They further said, “Furthermore, the constant threats and the actual brazen acts of disconnection of the universities from the national grid by the DisCos pose an existential peril that the universities live with on a daily basis now.
“The last time the DisCo here, in a fit of corporate impunity, disconnected ABU, the system was left brutally traumatised, injured and paralysed. The losses were beyond count. A young doctoral scholar in the sciences, for instance, lost over 1,000 painstakingly but systematically sampled bovine cardiac tissue research specimens.
“Many other scholars and students had thousands of carefully cultured microbial samples in their laboratories wiped out. More than a thousand households had their precious little foodstuff destroyed.
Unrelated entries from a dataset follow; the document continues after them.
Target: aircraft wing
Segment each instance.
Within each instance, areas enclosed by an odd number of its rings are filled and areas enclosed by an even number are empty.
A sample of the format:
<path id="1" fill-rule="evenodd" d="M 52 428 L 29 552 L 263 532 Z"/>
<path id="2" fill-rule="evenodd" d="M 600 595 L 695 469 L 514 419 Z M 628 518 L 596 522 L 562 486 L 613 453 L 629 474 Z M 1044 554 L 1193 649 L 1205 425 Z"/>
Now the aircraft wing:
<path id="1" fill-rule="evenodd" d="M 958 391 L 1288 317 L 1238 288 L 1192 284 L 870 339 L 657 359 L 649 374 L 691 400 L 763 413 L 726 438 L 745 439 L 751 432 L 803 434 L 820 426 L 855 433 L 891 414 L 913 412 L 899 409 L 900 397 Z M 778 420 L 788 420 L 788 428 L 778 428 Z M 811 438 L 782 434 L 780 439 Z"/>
“The ABU campuses, during the over one month of imposed total darkness, became desolate; staff, students and families lived like hunter-gatherers, scavenging for firewood and water from bushes, dirty wells and streams under heightened susceptibility to waterborne epidemics.”
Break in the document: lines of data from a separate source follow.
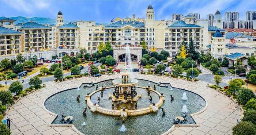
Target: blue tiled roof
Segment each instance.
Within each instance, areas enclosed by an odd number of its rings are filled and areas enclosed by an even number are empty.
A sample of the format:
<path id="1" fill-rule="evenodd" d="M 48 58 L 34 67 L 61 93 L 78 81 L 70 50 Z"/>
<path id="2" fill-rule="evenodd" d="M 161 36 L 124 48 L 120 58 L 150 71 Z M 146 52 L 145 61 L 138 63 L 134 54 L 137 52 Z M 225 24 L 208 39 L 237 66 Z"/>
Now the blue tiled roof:
<path id="1" fill-rule="evenodd" d="M 22 34 L 23 33 L 18 31 L 15 31 L 0 26 L 0 35 L 10 34 Z"/>
<path id="2" fill-rule="evenodd" d="M 12 22 L 14 22 L 16 21 L 16 20 L 14 19 L 12 19 L 11 18 L 3 18 L 1 19 L 0 20 L 0 21 L 12 21 Z"/>
<path id="3" fill-rule="evenodd" d="M 226 31 L 225 30 L 222 29 L 221 28 L 219 28 L 216 27 L 212 26 L 208 26 L 208 31 L 212 31 L 215 32 L 215 31 L 216 31 L 217 30 L 218 30 L 218 29 L 219 29 L 219 31 L 221 31 L 221 32 L 223 32 Z"/>
<path id="4" fill-rule="evenodd" d="M 241 54 L 239 53 L 236 53 L 234 54 L 232 54 L 231 55 L 227 55 L 226 54 L 225 56 L 229 58 L 230 58 L 232 59 L 236 59 L 240 57 L 243 55 L 245 56 L 245 55 Z"/>
<path id="5" fill-rule="evenodd" d="M 59 28 L 78 28 L 79 27 L 74 24 L 73 23 L 68 23 L 61 26 L 59 27 Z"/>
<path id="6" fill-rule="evenodd" d="M 218 29 L 217 30 L 217 31 L 216 31 L 216 32 L 215 32 L 215 33 L 214 33 L 213 37 L 215 38 L 223 38 L 223 35 L 222 35 L 222 34 L 221 32 Z"/>
<path id="7" fill-rule="evenodd" d="M 168 28 L 171 27 L 197 27 L 203 28 L 203 27 L 195 24 L 187 24 L 184 20 L 180 20 L 175 22 L 172 24 L 168 27 Z"/>
<path id="8" fill-rule="evenodd" d="M 187 15 L 185 16 L 182 17 L 184 18 L 196 18 L 195 17 L 193 16 L 193 15 Z"/>
<path id="9" fill-rule="evenodd" d="M 120 28 L 127 25 L 130 25 L 132 27 L 133 27 L 136 28 L 142 28 L 145 27 L 145 23 L 144 23 L 138 22 L 134 22 L 134 24 L 133 22 L 123 22 L 123 24 L 122 24 L 121 21 L 119 21 L 115 22 L 109 24 L 108 24 L 105 26 L 105 28 Z"/>
<path id="10" fill-rule="evenodd" d="M 226 34 L 226 38 L 230 39 L 231 38 L 252 38 L 252 37 L 242 33 L 230 32 Z"/>
<path id="11" fill-rule="evenodd" d="M 28 22 L 22 25 L 21 26 L 21 28 L 20 28 L 20 29 L 22 30 L 38 28 L 50 29 L 52 28 L 49 27 L 41 24 L 39 23 L 31 22 Z"/>

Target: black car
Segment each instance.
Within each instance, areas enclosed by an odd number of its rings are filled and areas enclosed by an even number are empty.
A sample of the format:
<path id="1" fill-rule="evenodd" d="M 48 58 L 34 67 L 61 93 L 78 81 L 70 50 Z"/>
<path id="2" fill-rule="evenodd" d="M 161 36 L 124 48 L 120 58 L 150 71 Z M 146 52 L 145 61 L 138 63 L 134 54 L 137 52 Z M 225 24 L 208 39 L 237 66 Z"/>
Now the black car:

They noted that ABU, for instance, with an average total annual budgetary overhead grant of N150m, now required an astounding but affordable N3.6bn (monthly average of N300m) to settle its annual electricity bill at the cost of N206/kWh per unit of Band A.
They also said that if the N3.6bn were to be transferred to the university’s 50,000 students, the current municipal charges alone would have to be hiked up by at least a rate of 500 per cent.
They further said that not only was the sum impossible to pay by virtually all the students, but that it also negated the position of “your (Tinubu’s) government” on the matter.
They among others urged the federal government as part-owner with 49 per cent stake in GenCos and DisCos and continually investing more in them to direct the DisCos to provide unrestricted supply of electricity to all Nigerian universities in return for some tax credits.
The letter reads further: “On the other hand, Your Excellency, the government could also charge the DisCos to create a new dedicated social tariff band with lower rates that universities can afford given their present funding realities.”